For home finance, year-over-year serious delinquency rates (90-days or more past due or in foreclosure) declined sharply as a percentage of total balances outstanding.

"The turnaround in home price trends over the past year is having a substantial impact on mortgage delinquency rates. As more and more homeowners find themselves back in positive equity, the incentive to default is strongly tempered," said Equifax Chief Economist Amy Crews Cutts. "While performance in other sectors is improving with the gradual economic recovery, we are seeing a strikingly different trend with student loan debt, which is both the fastest growing consumer debt segment and the only segment in which we're seeing rising severe delinquency rates and accelerating write-off rates."

Highlights from the most recent data include:

- First mortgages fell more than 27% (from 5.70% to 4.14%)

- Home equity revolving fell nearly 24% (from 2.30% to 1.75%);

- Home equity installment fell more than 20% (from 4.16% to 3.31%).

Year-over-year changes in the 60-day-plus delinquency rates for other verticals include:

- Bankcard decreased more than 16% (from 2.17% to 1.82%)
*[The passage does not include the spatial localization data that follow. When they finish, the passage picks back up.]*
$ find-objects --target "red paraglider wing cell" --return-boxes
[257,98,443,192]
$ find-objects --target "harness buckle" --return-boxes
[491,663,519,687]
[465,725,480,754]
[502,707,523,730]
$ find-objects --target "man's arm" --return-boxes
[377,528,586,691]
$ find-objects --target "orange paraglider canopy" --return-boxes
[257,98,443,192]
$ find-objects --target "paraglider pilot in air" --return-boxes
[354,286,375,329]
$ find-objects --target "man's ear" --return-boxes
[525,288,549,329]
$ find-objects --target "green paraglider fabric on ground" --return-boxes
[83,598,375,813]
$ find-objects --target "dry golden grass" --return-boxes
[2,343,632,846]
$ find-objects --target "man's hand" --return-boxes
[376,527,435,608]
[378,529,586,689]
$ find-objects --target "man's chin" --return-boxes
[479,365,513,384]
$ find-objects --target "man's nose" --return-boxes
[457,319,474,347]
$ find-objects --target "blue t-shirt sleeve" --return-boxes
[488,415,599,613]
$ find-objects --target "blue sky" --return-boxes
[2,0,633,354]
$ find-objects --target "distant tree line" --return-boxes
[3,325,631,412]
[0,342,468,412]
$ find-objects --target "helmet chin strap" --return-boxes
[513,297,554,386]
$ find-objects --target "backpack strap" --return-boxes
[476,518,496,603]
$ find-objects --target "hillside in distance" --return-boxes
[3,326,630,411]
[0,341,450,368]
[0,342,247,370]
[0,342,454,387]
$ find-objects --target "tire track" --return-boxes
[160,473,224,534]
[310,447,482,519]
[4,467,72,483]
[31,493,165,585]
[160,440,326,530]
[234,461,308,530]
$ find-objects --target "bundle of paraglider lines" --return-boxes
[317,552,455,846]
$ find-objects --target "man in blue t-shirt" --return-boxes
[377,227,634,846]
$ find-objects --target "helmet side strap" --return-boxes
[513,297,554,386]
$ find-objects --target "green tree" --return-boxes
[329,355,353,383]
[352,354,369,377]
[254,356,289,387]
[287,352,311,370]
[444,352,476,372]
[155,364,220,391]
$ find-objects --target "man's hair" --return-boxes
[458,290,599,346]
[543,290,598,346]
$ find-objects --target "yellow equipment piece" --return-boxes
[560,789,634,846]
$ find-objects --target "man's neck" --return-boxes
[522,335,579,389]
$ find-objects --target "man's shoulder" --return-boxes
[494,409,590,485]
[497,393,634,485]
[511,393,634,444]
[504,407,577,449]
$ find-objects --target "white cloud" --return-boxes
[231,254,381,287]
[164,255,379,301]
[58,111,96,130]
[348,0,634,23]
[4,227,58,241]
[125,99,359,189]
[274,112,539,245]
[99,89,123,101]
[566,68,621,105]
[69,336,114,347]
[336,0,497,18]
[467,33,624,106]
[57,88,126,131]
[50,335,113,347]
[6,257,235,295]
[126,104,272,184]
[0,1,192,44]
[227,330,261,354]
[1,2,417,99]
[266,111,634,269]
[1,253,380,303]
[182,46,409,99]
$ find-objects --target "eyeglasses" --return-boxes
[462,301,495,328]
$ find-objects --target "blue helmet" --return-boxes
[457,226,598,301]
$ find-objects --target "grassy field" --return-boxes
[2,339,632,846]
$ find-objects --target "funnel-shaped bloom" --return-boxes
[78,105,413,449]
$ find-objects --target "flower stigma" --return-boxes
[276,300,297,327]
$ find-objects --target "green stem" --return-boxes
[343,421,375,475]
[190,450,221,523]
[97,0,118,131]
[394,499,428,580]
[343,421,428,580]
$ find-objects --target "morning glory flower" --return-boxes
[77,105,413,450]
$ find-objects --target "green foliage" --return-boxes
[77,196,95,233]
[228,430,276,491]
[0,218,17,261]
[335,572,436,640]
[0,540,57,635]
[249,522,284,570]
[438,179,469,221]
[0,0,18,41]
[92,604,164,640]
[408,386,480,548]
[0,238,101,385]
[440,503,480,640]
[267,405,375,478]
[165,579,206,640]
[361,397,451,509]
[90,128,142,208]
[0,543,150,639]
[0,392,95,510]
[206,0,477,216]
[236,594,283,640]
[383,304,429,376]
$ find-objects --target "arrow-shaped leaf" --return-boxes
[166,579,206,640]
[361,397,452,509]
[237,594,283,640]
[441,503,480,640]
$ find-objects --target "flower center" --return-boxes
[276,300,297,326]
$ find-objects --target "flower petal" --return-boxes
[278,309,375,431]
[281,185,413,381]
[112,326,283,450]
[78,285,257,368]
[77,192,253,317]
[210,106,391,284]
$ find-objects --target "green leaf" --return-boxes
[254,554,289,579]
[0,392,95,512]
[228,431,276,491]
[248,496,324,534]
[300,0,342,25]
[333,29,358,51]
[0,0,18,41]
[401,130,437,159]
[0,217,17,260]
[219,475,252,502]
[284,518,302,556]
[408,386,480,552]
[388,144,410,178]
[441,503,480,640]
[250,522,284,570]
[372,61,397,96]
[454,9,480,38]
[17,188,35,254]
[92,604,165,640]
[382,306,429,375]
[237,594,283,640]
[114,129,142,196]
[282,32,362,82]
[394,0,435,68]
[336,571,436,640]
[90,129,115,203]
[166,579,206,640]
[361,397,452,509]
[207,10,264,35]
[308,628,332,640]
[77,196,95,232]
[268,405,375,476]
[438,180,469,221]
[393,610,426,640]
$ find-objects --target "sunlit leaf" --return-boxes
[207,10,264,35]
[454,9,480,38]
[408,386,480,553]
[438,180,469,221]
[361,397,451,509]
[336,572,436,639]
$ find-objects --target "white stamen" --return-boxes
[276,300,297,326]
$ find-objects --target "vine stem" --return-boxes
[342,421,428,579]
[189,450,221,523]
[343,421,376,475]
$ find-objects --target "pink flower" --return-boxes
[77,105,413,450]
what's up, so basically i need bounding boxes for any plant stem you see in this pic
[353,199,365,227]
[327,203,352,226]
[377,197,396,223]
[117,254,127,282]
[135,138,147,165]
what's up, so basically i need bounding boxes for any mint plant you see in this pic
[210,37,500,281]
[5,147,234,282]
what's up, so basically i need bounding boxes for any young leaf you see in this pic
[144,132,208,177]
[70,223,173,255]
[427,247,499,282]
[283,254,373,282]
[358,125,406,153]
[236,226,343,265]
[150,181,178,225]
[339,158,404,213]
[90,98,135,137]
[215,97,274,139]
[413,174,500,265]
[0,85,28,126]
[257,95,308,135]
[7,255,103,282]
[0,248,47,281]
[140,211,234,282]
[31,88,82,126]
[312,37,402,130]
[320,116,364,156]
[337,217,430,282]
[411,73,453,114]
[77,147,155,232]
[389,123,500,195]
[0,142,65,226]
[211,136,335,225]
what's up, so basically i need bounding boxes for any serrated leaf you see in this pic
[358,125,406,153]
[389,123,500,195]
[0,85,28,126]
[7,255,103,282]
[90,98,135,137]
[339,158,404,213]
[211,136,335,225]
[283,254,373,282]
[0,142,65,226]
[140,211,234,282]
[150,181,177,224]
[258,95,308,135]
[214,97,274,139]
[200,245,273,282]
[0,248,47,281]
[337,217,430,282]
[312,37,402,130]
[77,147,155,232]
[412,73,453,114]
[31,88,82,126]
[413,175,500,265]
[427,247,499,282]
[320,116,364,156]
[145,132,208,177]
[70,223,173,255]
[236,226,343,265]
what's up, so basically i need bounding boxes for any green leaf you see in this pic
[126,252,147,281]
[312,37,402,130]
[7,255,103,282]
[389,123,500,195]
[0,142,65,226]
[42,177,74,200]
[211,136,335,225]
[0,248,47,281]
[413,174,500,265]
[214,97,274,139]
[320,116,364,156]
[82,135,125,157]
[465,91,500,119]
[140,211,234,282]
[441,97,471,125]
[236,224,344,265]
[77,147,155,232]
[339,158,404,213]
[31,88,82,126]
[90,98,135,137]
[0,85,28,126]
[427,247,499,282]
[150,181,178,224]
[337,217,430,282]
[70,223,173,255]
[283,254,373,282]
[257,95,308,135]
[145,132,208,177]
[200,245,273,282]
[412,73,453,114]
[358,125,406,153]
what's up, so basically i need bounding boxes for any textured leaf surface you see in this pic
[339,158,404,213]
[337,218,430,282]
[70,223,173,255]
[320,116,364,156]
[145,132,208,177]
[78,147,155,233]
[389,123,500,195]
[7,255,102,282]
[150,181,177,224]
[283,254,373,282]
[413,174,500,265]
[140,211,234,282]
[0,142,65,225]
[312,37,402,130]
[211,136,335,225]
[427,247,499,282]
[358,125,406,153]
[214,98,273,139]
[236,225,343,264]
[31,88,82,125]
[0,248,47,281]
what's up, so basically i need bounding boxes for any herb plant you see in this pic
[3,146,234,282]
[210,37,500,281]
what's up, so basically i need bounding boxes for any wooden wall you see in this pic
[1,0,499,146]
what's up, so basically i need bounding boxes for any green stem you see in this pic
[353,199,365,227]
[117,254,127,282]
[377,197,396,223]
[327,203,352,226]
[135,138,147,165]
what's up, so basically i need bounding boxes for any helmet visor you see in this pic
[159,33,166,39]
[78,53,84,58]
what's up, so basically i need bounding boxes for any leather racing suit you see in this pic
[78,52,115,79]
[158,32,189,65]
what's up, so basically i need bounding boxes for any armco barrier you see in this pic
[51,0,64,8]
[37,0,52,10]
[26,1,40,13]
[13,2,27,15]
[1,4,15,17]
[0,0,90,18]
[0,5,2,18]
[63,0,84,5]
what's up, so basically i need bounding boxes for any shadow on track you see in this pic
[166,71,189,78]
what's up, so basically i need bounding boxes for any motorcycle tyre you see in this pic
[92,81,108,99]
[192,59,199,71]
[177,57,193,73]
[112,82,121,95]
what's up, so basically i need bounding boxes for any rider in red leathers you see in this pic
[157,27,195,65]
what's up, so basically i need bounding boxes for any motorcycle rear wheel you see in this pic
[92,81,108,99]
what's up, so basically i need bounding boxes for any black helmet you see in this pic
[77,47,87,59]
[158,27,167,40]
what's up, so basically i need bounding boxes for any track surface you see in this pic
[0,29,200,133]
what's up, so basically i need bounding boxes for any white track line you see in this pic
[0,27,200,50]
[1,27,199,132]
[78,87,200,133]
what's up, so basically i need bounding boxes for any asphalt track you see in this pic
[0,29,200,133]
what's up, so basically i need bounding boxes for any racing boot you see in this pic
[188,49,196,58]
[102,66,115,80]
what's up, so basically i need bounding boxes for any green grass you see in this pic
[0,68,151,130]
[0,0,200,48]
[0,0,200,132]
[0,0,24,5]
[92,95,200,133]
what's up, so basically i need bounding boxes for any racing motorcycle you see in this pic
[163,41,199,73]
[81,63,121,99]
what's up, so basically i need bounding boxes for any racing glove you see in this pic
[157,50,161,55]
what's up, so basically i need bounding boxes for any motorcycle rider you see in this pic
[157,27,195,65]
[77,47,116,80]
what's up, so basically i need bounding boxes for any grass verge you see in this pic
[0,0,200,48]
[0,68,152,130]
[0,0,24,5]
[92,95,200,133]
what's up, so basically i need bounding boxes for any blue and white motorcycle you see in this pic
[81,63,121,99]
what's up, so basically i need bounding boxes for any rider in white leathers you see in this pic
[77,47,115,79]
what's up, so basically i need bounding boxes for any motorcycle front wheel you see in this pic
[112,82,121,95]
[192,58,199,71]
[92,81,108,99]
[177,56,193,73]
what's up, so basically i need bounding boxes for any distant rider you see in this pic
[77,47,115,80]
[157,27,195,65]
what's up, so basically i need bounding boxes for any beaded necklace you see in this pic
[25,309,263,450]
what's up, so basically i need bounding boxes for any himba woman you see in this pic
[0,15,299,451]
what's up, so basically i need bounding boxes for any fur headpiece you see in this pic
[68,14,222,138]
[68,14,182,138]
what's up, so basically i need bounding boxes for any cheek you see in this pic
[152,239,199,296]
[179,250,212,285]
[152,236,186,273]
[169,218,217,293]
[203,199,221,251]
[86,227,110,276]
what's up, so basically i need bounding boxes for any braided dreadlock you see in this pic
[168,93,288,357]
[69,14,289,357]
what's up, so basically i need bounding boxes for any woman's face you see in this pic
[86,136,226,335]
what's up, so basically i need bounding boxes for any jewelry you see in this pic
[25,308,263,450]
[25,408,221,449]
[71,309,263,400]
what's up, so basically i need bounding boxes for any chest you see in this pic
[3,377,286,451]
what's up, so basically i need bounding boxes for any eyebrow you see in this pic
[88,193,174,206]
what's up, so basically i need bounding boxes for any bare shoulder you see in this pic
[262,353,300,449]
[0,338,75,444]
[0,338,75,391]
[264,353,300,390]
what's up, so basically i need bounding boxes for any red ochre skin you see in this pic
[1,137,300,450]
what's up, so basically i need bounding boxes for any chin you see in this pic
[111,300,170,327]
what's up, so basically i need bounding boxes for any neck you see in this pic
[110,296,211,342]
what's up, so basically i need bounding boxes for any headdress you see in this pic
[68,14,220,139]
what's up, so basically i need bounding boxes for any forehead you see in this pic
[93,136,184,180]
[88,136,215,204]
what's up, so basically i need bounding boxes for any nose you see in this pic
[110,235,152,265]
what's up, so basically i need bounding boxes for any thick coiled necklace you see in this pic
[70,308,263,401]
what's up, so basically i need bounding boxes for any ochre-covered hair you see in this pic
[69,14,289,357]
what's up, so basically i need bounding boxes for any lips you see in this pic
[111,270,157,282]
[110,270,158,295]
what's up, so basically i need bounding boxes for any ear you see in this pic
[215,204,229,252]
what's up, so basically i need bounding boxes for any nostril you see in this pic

- Auto decreased more than 11% (from 1.24% to 1.09%).

The total balance of new credit opened between January and April rose more than 17% compared to the same period last year, from $24.1 billion to $28.4 billion.

The total number of new loans also increased more than 11% in that timeframe, from 266,600 to 297,600; and both new loans and new credit year-to-date in April reached four-year highs.